On Friday 1/29/10, the Pennsylvania Supreme Court (highest court) issued an opinion in the case of Nationwide v. Fleming affirming the decision of the Superior Court (intermediate appellate court), that ruled the attorney-client privilege applies only to information given to the attorney by the client.
The 2007 Superior Court decision (924 A.2d 1259) offered the following analysis:
"In sum, under our statutory and decisional law, attorney-client privilege protects from disclosure only those communications made by a client to his or her attorney which are confidential and made in connection with the providing of legal services or advice. The privilege extends to communications from an attorney to his or her client if and only if the communications fall within the general statutory definition. Consistent with this statute, the privilege protects confidential communications from an attorney to his or her client only to the extent that such communications contain and would thus reveal confidential communications from the client."

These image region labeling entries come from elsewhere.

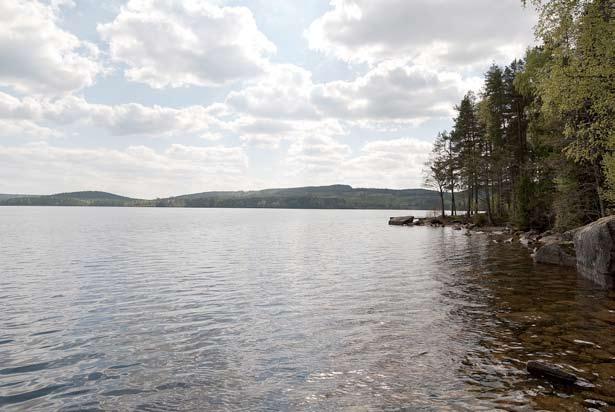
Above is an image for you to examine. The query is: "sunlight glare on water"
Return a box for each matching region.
[0,207,615,411]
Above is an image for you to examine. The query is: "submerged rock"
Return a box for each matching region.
[574,216,615,279]
[534,242,577,267]
[527,361,578,385]
[389,216,414,226]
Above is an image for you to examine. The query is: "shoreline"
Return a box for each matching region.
[389,215,615,289]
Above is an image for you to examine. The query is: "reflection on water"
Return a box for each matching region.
[0,208,615,411]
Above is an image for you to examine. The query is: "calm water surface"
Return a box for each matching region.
[0,207,615,411]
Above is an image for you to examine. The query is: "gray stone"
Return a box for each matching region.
[574,216,615,283]
[534,242,577,267]
[538,233,572,245]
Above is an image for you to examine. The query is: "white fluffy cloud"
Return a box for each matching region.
[98,0,275,88]
[312,60,470,122]
[281,137,431,189]
[305,0,534,65]
[0,143,249,198]
[0,92,220,138]
[0,0,102,95]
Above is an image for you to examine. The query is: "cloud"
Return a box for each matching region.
[226,64,322,120]
[0,0,103,95]
[225,60,474,141]
[283,138,431,189]
[0,92,219,136]
[0,143,250,198]
[98,0,275,88]
[305,0,535,66]
[312,60,469,123]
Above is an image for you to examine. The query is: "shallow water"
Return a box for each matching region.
[0,207,615,411]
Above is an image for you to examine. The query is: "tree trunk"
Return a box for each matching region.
[485,182,493,226]
[594,162,606,217]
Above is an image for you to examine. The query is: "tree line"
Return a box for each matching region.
[425,0,615,230]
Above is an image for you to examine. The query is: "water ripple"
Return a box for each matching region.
[0,207,615,411]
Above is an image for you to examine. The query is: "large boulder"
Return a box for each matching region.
[534,242,577,267]
[389,216,414,226]
[574,216,615,283]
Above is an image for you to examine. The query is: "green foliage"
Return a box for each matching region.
[0,185,462,210]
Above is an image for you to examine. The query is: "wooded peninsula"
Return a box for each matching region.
[426,0,615,231]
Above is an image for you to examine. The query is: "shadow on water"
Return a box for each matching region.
[0,208,615,411]
[453,243,615,411]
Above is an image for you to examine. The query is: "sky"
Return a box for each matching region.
[0,0,536,198]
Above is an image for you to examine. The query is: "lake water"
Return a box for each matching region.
[0,207,615,411]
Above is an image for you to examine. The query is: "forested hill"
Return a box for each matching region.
[0,185,460,210]
[0,191,149,207]
[157,185,458,210]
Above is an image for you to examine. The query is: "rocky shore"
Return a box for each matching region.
[389,215,615,287]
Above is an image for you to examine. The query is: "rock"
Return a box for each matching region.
[519,230,540,247]
[527,361,578,385]
[534,242,577,267]
[539,232,565,245]
[574,216,615,283]
[389,216,414,226]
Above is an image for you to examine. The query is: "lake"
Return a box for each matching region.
[0,207,615,411]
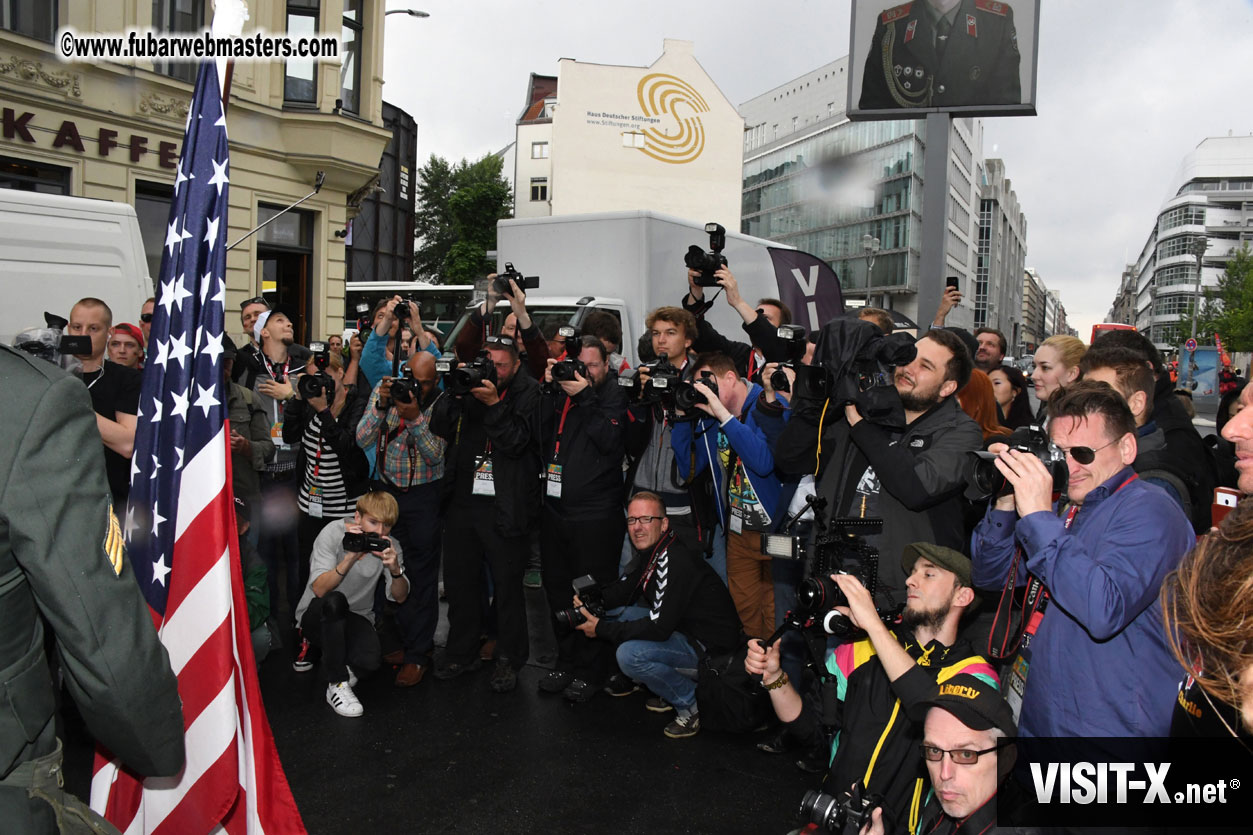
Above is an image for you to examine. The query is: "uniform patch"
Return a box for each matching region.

While the statutory privilege, as worded, is narrow, it has been broadly construed over time by the PA courts, such that the case law effectively swallowed the statute. The Supreme Court decision is not even on Lexis yet, so I can only go by what I'm reading in our local legal newspaper. The hope/expectation (including that of several amici groups) was that the Supreme Court would take this opportunity to expressly overrule the Superior Court holding, and definitively expand the privilege (subject to some other exceptions/limitations). As I understand it, the Supreme Court did not even touch the above issue, but rather focused its analysis on waiver.
Notably, the Superior Court judge (Seamus McCaffery) who authored the opinion originally gained fame in Philadelphia as "the Eagles Court judge," sentencing rowdy/drunk Eagles fans in a makeshift courtroom in the bowels of the old Vet stadium. This tidbit is often cited among the criticisms of Philadelphia sports fans. He used his notoriety to gain election to the Superior Court. More notably, however, he further used this notoriety to gain election to the Supreme Court, where he now serves. He (and 2 other Supreme Court judges) recused himself from this case, so only 4 out of the 7 elected judges of the highest court in Pennsylvania took part in deciding this issue of critical importance, and it appears they elected to punt (pun intended) on perhaps the most important issue.
I understand the appellant and amici may be seeking reargument. As an attorney who both practices and defends other attorneys in Pennsylvania, I find this decision extremely troubling. I welcome the thoughts of others in this group. Is anyone else as alarmed by this as I am? Has anyone heard of a similar ruling in other jurisdictions?